# 2011 Cruze worth fixing?



## Autumnsanchez (Jul 2, 2019)

Recently found out my 2011 Cruze I bought off a family friend 2 years ago, engine is basically blown. First started making loud noises and stuttering. A few days later went to drive it to the mechanic and It wouldn’t move but was running. Got it towed to my mechanic and he said the engine is blown. He was able to find one for 1,200(60,000 mi) + labor costs. Do you believe this is worth fixing or biting the bullet and purchasing a new used car. I’m afraid to put that money in and the car end up failing on me again soon. I’ve also had problems with the battery dying but have read this is a problem with cruzes. Not sure what to do!


----------



## Autumnsanchez (Jul 2, 2019)

Autumnsanchez said:


> Recently found out my 2011 Cruze I bought off a family friend 2 years ago, engine is basically blown. First started making loud noises and stuttering. A few days later went to drive it to the mechanic and It wouldn’t move but was running. Got it towed to my mechanic and he said the engine is blown. He was able to find one for 1,200(60,000 mi) + labor costs. Do you believe this is worth fixing or biting the bullet and purchasing a new used car. I’m afraid to put that money in and the car end up failing on me again soon. I’ve also had problems with the battery dying but have read this is a problem with cruzes. Not sure what to do!

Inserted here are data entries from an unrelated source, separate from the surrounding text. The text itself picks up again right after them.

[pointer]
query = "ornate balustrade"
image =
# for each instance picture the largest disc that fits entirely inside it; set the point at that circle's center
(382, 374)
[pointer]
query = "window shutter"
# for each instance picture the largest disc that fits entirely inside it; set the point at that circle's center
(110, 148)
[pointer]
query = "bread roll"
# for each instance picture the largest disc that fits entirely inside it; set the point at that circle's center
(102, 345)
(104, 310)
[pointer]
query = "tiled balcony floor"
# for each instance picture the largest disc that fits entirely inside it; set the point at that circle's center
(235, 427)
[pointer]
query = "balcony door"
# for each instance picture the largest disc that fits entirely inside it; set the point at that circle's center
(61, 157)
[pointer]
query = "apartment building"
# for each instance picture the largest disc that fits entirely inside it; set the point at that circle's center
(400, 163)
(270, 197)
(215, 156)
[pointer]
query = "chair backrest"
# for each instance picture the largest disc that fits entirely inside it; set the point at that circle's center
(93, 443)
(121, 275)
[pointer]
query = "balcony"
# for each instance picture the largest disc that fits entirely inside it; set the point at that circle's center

FORGOT TO ADD: When I turned it on “service traction control” and “service stabilitrak” came up on the dash. My cousin also said all the lights lit up on the dash at one point.


----------



## Thebigzeus (Dec 2, 2018)

Autumnsanchez said:


> FORGOT TO ADD: When I turned it on “service traction control” and “service stabilitrak” came up on the dash. My cousin also said all the lights lit up on the dash at one point.


Sounds like a bad battery negative cable right off hand. There is a service bulletin for these. I guess fixing it depends on your needs, $1200 isn’t too bad if that includes everything, but looks like you have additional labor costs so... not sure.


----------



## Maqcro1 (Apr 29, 2019)

Gotta factor in the cost of the repair versus the value of the car plus whatever else needs to be fixed.

2011 is maybe worth what... $4500 just a guess. Do you still owe money on it? Will it need more repairs like brakes or new tires?

Is this a 1.4L or 1.8L? Putting an engine with 60,000 miles on the 1.8L means I have about 40,000 until I’m changing the timing belt (about $900 if you pay someone) 40,000 miles means about 32 months of driving for me before the next major repair bill and even longer if it’s the 1.4L. 

For me $1200 seems reasonable if you want a reliable car for the next 3 years and probably even longer. I’ve driven my cruze for 60,000 miles with zero internal engine or transmission related issues. 

Also gotta think about what else you will buy as the new vehicle? What risks are you taking buying another vehicle versus fixing the Cruze and knowing it will be reliable afterwards.


----------



## snowwy66 (Nov 5, 2017)

When I swap an engine. I like to do preventive maint. 

That 60k mile engine. If it's 5 years old would be alright. But if it's 10 years old. I'd defenitly be putting on a new timing belt and water pump and all that jazz. BEFORE installing in to car. Then you won't have to worry about repairs down the road. 

I'd also be installing a colder thermostat like some have done on this forum. And a fan sensor if possible. Anything to bring the operating temp of that motor back to reality.


----------



## Blasirl (Mar 31, 2015)

There are many lower mileage engines for about that same price. Find your own and have them install it. Do some reading on the site here about the other issues. If you are somewhat of a mechanic, most of it you can do yourself.


----------